Tres canciones


Habíamos aparcado casi en lo más alto, en el mirador que sigue a la última curva y desde allí contemplábamos las luces de la ciudad que ascendían a través del espeso vaho de la noche. Tú me dijiste algo que ahora no recuerdo pero que me hizo sonreír. Luego nos besamos. Mientras lo hacíamos yo te miraba y no podía dejar de pensar en el inquietante color azul de tus ojos, tan profundos e imposibles de vadear. Han pasado más de diez años y aunque nunca volvimos a vernos, cada vez que tomo esa curva pienso en ti, en cómo han ido las cosas desde entonces y en la extraña forma que tiene la vida de ir dándonos y quitándonos cosas, como un niño que juega a ser dios con pequeñas figuras de cera que patalean y protestan porque no acaban de resignarse a sus arbitrarios designios. 



Desde que te vi supe que estabas construida con la minúscula precisión de un oficial de orfebrería y con el afilado veneno del que están hechos los amores en los que uno acabará dejándose la piel a tiras.
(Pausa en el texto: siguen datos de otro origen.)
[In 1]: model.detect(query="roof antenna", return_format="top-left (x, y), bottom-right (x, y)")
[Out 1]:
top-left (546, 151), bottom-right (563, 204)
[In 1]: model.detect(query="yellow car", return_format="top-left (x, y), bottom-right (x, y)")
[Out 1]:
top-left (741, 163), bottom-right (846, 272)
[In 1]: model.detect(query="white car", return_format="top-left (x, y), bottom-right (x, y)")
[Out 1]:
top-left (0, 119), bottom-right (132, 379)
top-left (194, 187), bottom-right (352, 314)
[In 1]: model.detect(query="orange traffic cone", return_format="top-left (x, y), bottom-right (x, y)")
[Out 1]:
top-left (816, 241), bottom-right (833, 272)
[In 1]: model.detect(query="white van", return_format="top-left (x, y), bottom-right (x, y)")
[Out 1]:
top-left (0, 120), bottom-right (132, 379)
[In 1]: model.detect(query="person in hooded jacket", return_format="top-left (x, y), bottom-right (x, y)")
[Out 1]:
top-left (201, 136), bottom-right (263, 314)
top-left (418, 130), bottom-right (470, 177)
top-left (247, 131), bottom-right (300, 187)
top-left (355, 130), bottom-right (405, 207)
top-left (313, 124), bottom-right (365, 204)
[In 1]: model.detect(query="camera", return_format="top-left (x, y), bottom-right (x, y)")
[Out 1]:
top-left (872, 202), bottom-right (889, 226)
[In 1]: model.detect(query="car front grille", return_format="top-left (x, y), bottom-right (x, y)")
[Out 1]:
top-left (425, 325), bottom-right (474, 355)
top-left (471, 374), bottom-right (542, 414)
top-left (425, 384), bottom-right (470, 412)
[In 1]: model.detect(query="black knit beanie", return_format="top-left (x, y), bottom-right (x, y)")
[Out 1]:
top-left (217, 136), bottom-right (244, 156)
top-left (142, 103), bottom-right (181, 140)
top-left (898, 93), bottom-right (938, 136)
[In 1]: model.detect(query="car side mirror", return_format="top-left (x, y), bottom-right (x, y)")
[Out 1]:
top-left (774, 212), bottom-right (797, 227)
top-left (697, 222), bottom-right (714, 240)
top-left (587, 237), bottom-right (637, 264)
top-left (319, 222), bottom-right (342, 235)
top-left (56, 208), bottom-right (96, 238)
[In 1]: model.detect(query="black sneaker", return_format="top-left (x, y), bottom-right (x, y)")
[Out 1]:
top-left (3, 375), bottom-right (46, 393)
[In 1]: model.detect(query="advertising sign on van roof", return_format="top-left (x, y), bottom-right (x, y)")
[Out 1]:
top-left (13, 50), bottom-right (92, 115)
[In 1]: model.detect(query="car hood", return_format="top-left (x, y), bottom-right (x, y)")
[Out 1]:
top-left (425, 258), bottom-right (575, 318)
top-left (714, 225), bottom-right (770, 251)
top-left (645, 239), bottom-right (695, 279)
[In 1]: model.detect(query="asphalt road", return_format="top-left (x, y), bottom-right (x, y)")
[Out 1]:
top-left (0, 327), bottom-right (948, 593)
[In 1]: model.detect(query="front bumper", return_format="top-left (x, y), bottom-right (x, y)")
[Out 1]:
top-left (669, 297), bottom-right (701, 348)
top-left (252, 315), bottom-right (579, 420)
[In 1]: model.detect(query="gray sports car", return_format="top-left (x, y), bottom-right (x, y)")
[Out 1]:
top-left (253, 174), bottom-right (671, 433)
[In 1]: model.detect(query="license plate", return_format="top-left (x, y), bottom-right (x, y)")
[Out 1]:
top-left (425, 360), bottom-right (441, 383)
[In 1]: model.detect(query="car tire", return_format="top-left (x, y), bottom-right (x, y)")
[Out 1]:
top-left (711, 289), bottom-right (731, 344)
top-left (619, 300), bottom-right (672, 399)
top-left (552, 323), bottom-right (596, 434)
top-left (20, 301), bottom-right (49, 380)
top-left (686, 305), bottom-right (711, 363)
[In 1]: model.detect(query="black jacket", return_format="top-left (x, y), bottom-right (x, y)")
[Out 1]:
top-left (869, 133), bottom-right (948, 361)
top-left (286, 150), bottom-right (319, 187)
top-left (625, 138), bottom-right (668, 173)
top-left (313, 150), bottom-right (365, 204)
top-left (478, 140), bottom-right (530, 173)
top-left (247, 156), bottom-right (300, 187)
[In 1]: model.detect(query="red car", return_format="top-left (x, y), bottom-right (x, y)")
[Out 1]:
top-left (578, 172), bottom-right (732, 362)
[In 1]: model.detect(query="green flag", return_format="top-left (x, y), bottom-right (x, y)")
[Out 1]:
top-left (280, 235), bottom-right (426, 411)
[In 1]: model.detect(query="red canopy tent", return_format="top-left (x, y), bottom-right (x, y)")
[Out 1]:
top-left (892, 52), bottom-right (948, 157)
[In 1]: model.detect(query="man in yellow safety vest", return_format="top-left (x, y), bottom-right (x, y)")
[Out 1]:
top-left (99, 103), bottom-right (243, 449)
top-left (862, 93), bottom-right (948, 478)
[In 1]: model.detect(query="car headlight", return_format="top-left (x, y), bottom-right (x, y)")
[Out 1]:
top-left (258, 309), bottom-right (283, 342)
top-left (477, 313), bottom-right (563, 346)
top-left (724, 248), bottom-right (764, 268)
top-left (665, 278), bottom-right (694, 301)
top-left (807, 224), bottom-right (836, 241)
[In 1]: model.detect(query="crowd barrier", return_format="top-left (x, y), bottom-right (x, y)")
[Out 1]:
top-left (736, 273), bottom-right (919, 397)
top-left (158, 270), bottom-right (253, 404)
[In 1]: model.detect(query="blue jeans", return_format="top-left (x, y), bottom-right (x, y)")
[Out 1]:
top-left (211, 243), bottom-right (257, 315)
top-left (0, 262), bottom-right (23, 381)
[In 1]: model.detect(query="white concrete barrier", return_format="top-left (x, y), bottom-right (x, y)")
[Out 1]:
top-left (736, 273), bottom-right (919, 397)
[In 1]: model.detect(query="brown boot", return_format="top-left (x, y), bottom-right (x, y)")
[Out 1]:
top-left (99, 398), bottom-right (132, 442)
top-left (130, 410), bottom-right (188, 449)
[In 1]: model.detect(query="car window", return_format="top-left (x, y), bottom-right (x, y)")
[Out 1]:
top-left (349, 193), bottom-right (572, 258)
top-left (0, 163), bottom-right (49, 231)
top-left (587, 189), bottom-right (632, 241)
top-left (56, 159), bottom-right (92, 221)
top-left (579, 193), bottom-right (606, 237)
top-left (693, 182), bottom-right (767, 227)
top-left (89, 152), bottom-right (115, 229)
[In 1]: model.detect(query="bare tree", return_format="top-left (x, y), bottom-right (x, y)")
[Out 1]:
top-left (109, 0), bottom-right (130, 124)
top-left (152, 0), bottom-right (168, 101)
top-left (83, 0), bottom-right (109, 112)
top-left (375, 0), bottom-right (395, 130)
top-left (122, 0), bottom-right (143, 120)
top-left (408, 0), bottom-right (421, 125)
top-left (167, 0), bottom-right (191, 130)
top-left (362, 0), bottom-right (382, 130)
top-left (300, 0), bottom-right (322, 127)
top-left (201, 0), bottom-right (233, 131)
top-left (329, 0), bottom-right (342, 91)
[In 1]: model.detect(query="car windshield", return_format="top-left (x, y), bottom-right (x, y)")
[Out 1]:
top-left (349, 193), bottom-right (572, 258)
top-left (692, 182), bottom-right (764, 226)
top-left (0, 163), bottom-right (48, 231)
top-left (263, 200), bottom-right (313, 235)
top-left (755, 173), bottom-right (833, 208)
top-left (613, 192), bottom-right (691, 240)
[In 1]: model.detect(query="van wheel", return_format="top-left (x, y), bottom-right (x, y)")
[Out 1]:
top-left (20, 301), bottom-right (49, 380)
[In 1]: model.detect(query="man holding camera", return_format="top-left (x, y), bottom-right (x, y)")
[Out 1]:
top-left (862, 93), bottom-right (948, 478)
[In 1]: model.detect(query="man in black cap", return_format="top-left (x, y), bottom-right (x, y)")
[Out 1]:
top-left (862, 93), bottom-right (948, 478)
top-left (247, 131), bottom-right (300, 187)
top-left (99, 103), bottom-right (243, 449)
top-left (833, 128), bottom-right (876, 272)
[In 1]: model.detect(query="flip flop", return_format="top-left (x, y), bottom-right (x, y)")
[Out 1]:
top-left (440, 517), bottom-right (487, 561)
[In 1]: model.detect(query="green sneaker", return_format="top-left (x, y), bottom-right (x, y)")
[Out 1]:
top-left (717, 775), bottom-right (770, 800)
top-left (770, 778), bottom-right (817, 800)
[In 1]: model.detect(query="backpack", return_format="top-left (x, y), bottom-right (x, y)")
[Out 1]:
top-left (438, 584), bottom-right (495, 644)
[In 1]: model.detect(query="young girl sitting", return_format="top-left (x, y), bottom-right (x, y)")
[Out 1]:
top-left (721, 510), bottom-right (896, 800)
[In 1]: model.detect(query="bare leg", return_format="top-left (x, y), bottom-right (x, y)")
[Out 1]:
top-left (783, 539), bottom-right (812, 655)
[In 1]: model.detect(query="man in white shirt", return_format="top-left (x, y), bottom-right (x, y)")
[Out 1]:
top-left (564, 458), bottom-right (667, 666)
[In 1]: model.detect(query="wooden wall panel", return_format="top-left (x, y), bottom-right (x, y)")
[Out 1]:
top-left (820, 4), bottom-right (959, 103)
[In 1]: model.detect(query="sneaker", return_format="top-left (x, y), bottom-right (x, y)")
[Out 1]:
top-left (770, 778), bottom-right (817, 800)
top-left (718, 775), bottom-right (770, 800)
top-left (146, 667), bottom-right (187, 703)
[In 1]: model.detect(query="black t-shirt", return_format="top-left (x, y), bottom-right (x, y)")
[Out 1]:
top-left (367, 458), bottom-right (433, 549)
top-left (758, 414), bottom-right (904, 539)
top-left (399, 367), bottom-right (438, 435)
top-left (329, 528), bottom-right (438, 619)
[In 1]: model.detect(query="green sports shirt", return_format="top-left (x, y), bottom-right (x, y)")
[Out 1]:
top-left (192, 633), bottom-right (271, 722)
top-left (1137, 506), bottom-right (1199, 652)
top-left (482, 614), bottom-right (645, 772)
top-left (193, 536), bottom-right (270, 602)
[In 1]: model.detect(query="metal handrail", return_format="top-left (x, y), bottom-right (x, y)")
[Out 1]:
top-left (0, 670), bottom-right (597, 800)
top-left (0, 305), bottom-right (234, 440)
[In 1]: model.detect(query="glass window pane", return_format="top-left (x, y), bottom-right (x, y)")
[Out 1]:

Lo intentamos muchas veces, pero en cuanto nos descuidábamos uno de los dos hacía lo imposible por sacarle los ojos al otro, así que no nos quedó mas remedio que autoimponernos una orden de alejamiento que, por lo demás, los dos nos saltábamos en cuanto la última pelea empezaba a remansarse. Pero no había nada que hacer. Nos amábamos a pesar de las lágrimas y de las cicatrices. Y aunque ambos sabíamos que aquello un día acabaría por matarnos, en cuanto nos alejábamos se nos abría, en un lugar impreciso del estómago o de las tripas, un vacío que nos arrastraba con la desesperada fuerza de las peores tormentas, aquellas en las que hasta los marineros más experimentados se resignan a naufragar. 



Nunca me lo dijiste, pero en el fondo estabas convencido de que yo no era lo bastante buena para ti. Ahora ya no importa, pero sé que en cuanto te alejabas un poco, lo bastante como para ver las cosas con algo de perspectiva, no podías evitar pensar que estar conmigo era, en cierto sentido, una derrota, un paso atrás, una forma de volver al lugar oscuro del que de alguna forma intentabas escapar. Que yo te desordenaba y que acabaría echando a perder todo lo que tan lenta y cuidadosamente habías ido construyendo. Tenías miedo. Quizás los demás no lo notaban, pero yo lo sabía. Y tú, que eras muy listo, sabías que yo lo sabía y eso te resultaba imposible de aceptar, así que desde el principio, aunque ninguno de los dos se atreviera a decirlo en voz alta, estábamos condenados. Lo más curioso es que ni siquiera ahora, tanto tiempo después, cuando me llamas medio borracho para decirme que me amas y que jamás me has olvidado, tienes la menor idea de que fuiste tú el que hizo que todo acabara de la forma en que acabó.